Padre de Vivi: “Por las noches siento miedo, pánico y desesperación”

“Mi niña usaba mi quepis, tocaba mi silbato y me desfilaba. Le preguntaba que si quería ser policía como su papá y me decía que sí. Si ahora me preguntan qué quiero. De corazón les digo que quiero a mi hija conmigo. Mi nena no tiene precio”, dijo el suboficial Miguel Paredes, padre de la pequeña Viviana Paredes Zanotti, fallecida al ser baleada por agentes de la Senad.

Agobiado por el triste final de su hija, relata que psicológicamente quedó mal y que actualmente está luchando para salir de la depresión postraumática en la que está sumido.

MIEDO. “Por las noches tengo miedo, pánico y me entra una desesperación. Lloro y luego me medico para descansar. Me acuesto y le busco a mi hija; siento un dolor y tanta impotencia”, siguió diciendo el agente que perdió a su única hija en aquel operativo fallido llevado a cabo por una comitiva de 9 agentes y el fiscal Carlos Alcaraz.

“Nunca sentí un frío por dentro, una ausencia, una soledad tan profunda. Lo que siento es un dolor que me consume por dentro, pero busco ayuda; con mi esposa nos apoyamos para enfrentar esta situación. Si me dejo llevar por la tristeza me voy a fundir”, refiere.

El suboficial tiene permiso de la institución policial hasta tanto se encuentre en condiciones para prestar servicio a la sociedad, comentó. Continúa viviendo en la casa edificada en Itacurubí de la Cordillera. Allí, alejados con su señora del ruido, tratan de sobrevellar la situación fatal que golpeó su familia aquel sábado 18 de junio, en Nueva Italia.

Paredes considera que su trabajo es servir a la sociedad y para ello debe encontrarse en condiciones óptimas, por ejemplo para portar un arma de fuego. Mencionó que está recibiendo la ayuda sicológica y siquiátrica que requiere para asimilar la ausencia de Vivi.

Sus juguetes preferidos: Una muñeca y un trencito están celosamente guardados por el agente, quien junto a su esposa decidió donar otras pertenencias a niños carenciados.

Las fotos que tomaron a la pequeña, desde su nacimiento, hasta los 3 años fueron guardados en un pendrive. Relató Paredes que son los recuerdos que atesora de su niña. “En todas partes veo a mi hija.
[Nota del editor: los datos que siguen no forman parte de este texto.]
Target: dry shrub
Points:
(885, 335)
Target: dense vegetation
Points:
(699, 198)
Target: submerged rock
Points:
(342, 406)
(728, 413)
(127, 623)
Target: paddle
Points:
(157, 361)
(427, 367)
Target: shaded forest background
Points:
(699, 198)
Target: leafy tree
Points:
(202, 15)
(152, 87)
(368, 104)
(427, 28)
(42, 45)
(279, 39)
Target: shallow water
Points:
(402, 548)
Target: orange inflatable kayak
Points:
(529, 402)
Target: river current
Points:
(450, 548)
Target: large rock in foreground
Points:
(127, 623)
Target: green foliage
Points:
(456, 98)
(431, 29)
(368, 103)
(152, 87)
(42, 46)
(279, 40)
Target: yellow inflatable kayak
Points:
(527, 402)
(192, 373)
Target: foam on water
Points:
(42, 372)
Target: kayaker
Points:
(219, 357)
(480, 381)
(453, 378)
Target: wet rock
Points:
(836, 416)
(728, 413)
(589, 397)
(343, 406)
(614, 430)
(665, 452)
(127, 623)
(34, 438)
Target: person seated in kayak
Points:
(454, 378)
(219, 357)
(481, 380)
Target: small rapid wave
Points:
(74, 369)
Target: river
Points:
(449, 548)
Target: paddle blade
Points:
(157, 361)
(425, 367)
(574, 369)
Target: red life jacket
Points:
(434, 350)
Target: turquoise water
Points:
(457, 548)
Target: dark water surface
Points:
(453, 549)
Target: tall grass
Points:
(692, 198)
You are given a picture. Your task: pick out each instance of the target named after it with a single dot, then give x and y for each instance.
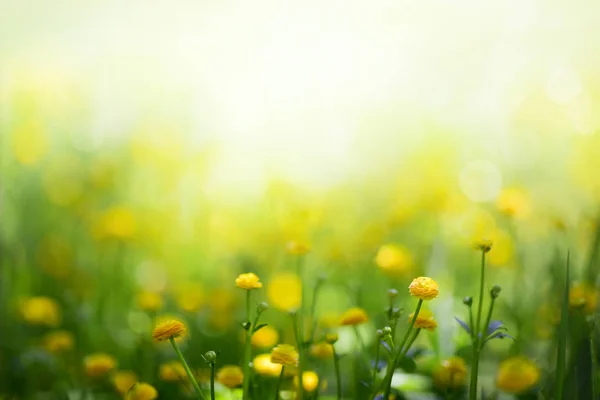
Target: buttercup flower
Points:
(41, 311)
(142, 391)
(58, 341)
(263, 365)
(284, 354)
(248, 281)
(424, 320)
(265, 337)
(424, 288)
(124, 380)
(451, 373)
(230, 376)
(354, 316)
(517, 375)
(99, 364)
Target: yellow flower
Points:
(99, 364)
(284, 291)
(394, 259)
(230, 376)
(171, 328)
(517, 375)
(451, 373)
(58, 341)
(310, 381)
(41, 311)
(172, 371)
(248, 281)
(149, 301)
(142, 391)
(265, 337)
(322, 350)
(354, 316)
(584, 296)
(284, 354)
(424, 288)
(424, 320)
(124, 380)
(263, 365)
(297, 248)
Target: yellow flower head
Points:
(40, 311)
(354, 316)
(322, 350)
(149, 301)
(584, 296)
(310, 381)
(171, 328)
(284, 291)
(248, 281)
(142, 391)
(284, 354)
(230, 376)
(424, 288)
(451, 373)
(424, 320)
(394, 259)
(297, 248)
(99, 364)
(265, 337)
(124, 380)
(517, 375)
(263, 365)
(58, 341)
(172, 371)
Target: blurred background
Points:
(152, 151)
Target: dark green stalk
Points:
(187, 369)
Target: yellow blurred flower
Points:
(124, 380)
(424, 320)
(584, 296)
(58, 341)
(41, 311)
(265, 337)
(263, 365)
(354, 316)
(99, 364)
(284, 291)
(248, 281)
(142, 391)
(284, 354)
(172, 371)
(230, 376)
(171, 328)
(451, 373)
(517, 375)
(310, 381)
(424, 288)
(322, 350)
(392, 258)
(149, 301)
(297, 248)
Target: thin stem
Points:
(187, 369)
(477, 338)
(247, 349)
(278, 387)
(338, 379)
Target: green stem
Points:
(187, 369)
(477, 332)
(392, 365)
(338, 379)
(247, 349)
(278, 387)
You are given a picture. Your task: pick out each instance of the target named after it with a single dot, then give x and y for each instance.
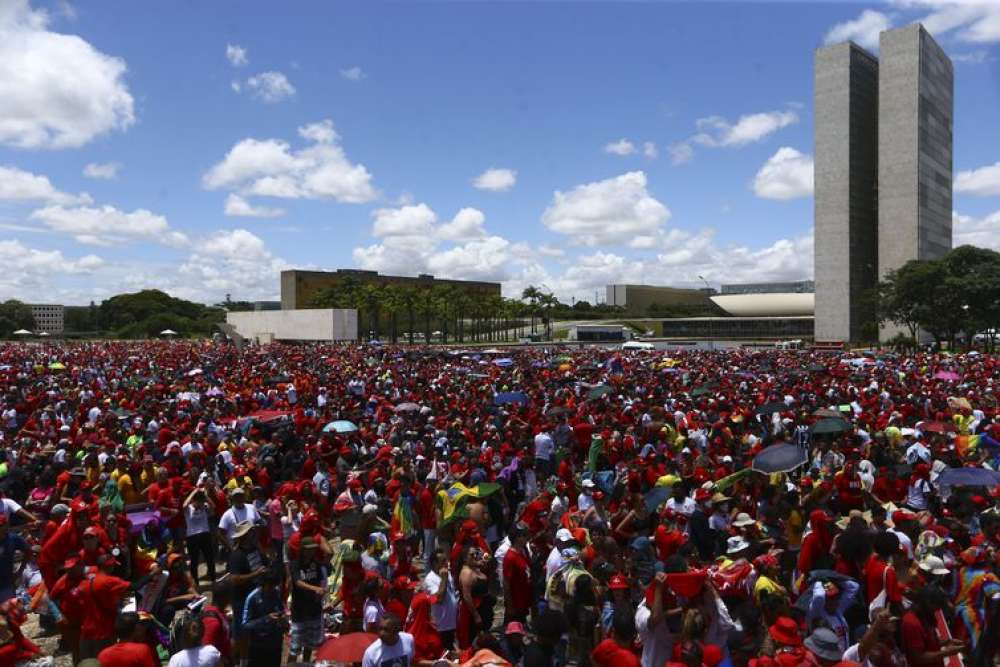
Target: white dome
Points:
(780, 304)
Sus cosas, sus programas en la televisión”, añadió en medio de un suspiro.

Por su parte, Alessandro Zanotti, quien recibió 3 disparos en el malogrado procedimiento, manifestó que “el dinero no es nada. La muerte de mi sobrinita es irreversible. Eso no tiene precio”. Considera que el pedido de indemnización al Estado paraguayo es justo porque el actuar de los agentes perjudicó a su familia. Él hasta ahora no puede trabajar, debe operarse de vuelta. Además, en su espalda aloja una bala.